The new national policy for financial inclusion by Mexico’s government could accelerate the country’s progress toward financial inclusion. While the goal of achieving 40% loan to GPD is challenging, the new policy, if promptly executed, could support credit for the private sector and bring lending to GDP closer to the government goal by 2018.
The level of financial intermediation increased to 33.5% in 2015 from 27.7% in 2012. Regardless of whether the 2018 target is achieved or not, Fitch views this policy positively, considering its potential contribution to sustainable medium-term loan growth prospects.
The policy will focus on six pillars, which include the development of financial infrastructure in unattended areas and the use of technological innovation, which in Fitch’s opinion are crucial to meeting the established objective.
The extension of financial services to low income segments of the population could increase through a wider use of the agent or correspondent model in which a financial institution offers its services through alliances with retail stores and other non-financial participants. This allows it to reach areas where it may be less cost effective to operate a formal branch. These alliances have become progressively more important to microfinance companies rated by Fitch.
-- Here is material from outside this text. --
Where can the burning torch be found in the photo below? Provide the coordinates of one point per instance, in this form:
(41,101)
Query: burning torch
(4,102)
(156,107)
They have increased their reliance on correspondents for the receipt of debt payments and for loan disbursement.
According to the local regulator, the Banking and Securities National Commission (CNBV for its acronym in Spanish), there were 2.81 correspondents in Mexico per every 10,000 adults as of September 2015, compared to 1.86 branches per every 10,000 adults. The correspondent figure was also highlighted in the financial reform since 2013. In Fitch’s opinion, this pillar seeks to boost the importance of this model, which has been partially underused by financial institutions.
Development banks continue to play an important role in achieving greater financial inclusion, as they will increase their product offering in dispersed locations and in segments less attended by banks such as SMEs, small agro-producers and low income individuals. Credit facilities, guarantees on credits and issuances and technical assistance provided by development banks to financial institutions are currently enhancing credit growth.
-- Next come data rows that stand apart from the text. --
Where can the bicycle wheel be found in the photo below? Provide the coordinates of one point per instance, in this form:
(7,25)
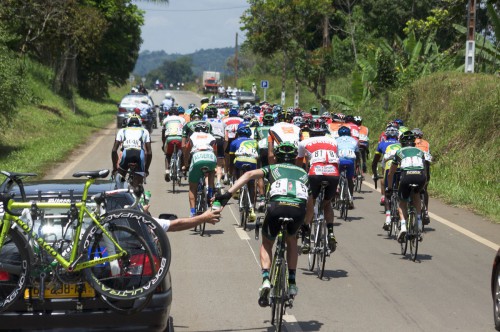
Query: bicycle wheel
(141,270)
(15,262)
(321,250)
(413,236)
(311,257)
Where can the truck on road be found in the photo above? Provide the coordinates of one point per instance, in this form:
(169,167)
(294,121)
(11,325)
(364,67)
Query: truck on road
(211,81)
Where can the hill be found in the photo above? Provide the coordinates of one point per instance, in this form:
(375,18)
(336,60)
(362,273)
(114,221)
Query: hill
(204,59)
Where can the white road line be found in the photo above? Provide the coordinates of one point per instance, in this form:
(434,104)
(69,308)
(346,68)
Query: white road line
(459,229)
(71,166)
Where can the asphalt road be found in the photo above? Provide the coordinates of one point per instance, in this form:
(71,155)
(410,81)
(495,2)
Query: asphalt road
(368,285)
Fitch believes non-bank financial institutions (NBFIs) could continue to be effective in channelling resources from development banks in geographies and economic segments where commercial banks’ presence is low. Fitch estimates that almost half of the credit to the private sector is provided by NBFIs and that this could increase as a result of the recently announced policy.
The increased use of smartphones in the country could be used as leverage to reach dispersed rural or semi-urban areas through the offering of mobile financial services, which has proven to be attractive in other Latin American countries. The gradual increase in investment in Fintech by some rated NBFIs and banks is also proof of the potential of how technology could boost offerings of financial products in the future.
However, Fitch believes this is still in its early stages; even though some controlled testing is being executed by financial institutions, no massive or relevant loans are expected to be granted through these channels in the short term. Regulation and oversight of these operations may also be more costly and could slow down their expansion.
The new policy includes other pillars such as the development of a responsible financial culture, the establishment of consumer protection mechanisms, and the compilation and monitoring of data related to financial inclusion measurements.
In Fitch’s opinion, all of these pillars are necessary to complement the overall government’s strategy. However, some of them, such as the development of a financial culture, could only show relevant improvements over time and would require joint efforts and compromise from the government and financial market participants.